[rescue] ooo ! ebay catagory I just found
CARL.P.HIRSCH at sargentlundy.com
CARL.P.HIRSCH at sargentlundy.com
Fri Jul 12 12:45:24 CDT 2002
Please excuse the top-posting. I'm using Notes here at work and it leaves
something to be desired in handling replies.
I don't profess to be an expert on this stuff - I'm neither a gearhead nor
a chemist. I've got friends who are using barely-processed used cooking
grease for their diesel vehicles and while I find the idea fascinating, it
seems obvious that there's not enough freely available waste grease for
greasel to be a viable solution for a majority of americans.
I'm mostly idly toying with the idea of biodiesel/greasel. The articles
I've read over the past week or so do refer to some hoses being replaced,
but say that conversion necessary is minimal. The same articles also talk
about it being rather efficient in terms of energy expenditure to produce.
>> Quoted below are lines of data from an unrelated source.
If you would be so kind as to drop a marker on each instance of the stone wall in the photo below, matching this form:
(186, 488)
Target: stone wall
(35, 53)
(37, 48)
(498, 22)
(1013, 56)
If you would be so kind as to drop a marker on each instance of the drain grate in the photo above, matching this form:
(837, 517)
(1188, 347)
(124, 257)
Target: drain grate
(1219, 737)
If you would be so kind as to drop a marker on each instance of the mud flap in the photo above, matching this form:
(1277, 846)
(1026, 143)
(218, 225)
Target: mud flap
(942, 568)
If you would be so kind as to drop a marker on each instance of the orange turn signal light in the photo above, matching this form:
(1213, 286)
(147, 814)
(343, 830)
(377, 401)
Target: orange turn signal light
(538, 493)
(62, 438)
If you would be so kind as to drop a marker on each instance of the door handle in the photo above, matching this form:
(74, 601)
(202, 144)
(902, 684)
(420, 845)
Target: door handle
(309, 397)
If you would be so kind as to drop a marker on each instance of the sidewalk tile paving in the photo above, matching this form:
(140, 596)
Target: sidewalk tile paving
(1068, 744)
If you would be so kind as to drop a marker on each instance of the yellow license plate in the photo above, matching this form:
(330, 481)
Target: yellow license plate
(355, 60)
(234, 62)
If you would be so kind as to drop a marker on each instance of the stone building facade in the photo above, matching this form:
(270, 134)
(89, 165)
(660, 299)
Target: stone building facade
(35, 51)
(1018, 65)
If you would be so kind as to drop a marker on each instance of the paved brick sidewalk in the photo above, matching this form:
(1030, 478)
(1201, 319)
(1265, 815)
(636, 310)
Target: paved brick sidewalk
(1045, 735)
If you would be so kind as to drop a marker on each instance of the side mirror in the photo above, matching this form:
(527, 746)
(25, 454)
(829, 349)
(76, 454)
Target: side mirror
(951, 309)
Of course, these are not entirely objective sources as many of the articles
I read were from biodiesel.org. What purpose do nitromethane and benzoyl
peroxide serve? Are they used to improve viscosity? Are they used in
refining?
It seems like a neat idea and I figured I'd read up on it. One problem I'm
seeing is that the theoretical maximum annual vegetable oil production is
far outstripped by annual gas consumption. Every little bit helps, I guess.
-carl
James Lockwood
<james at foonly. To: rescue at sunhelp.org
com> cc:
Sent by: Subject: Re: [rescue] ooo ! ebay catagory I just found
rescue-admin at s
unhelp.org
07/12/02 12:30
PM
Please respond
to rescue
On Fri, 12 Jul 2002 CARL.P.HIRSCH at sargentlundy.com wrote:
> You want deals - I've been enjoying this for the past few weeks. I came
> across it while looking for Diesel 4x4s to convert to Biodiesel/Greasel.
Out of curiousity, why?
Rubber incompatability is an issue. You probably want to bump up the
cetane number, but nitromethane is expensive, hazardous and pollutes.
Benzoyl peroxide is better but will make gelling much worse.
Last I checked, using biodiesel wasn't even at the breakeven point
compared with the energy necessary for production (not just farming, but
in the transesterification stage). Make it yourself and you have an
assload (excuse the term) of glycerol to deal with. It's nowhere near as
bad as ethanol from corn, though, which can only be even vaguely
economical with massive subsidies (it takes 70% more energy to produce the
ethanol than you get by burning it).
If you don't transesterify, you are playing games with a multi-thousand
PSI injection pump and injectors. They are not designed to handle
glyceryl esters, the seals will get eaten over time.
I'd love to jump on the biofuels bandwagon, but I can't find a convincing
reason. Sure, they're renewable, but they're a renewable energy _sink_.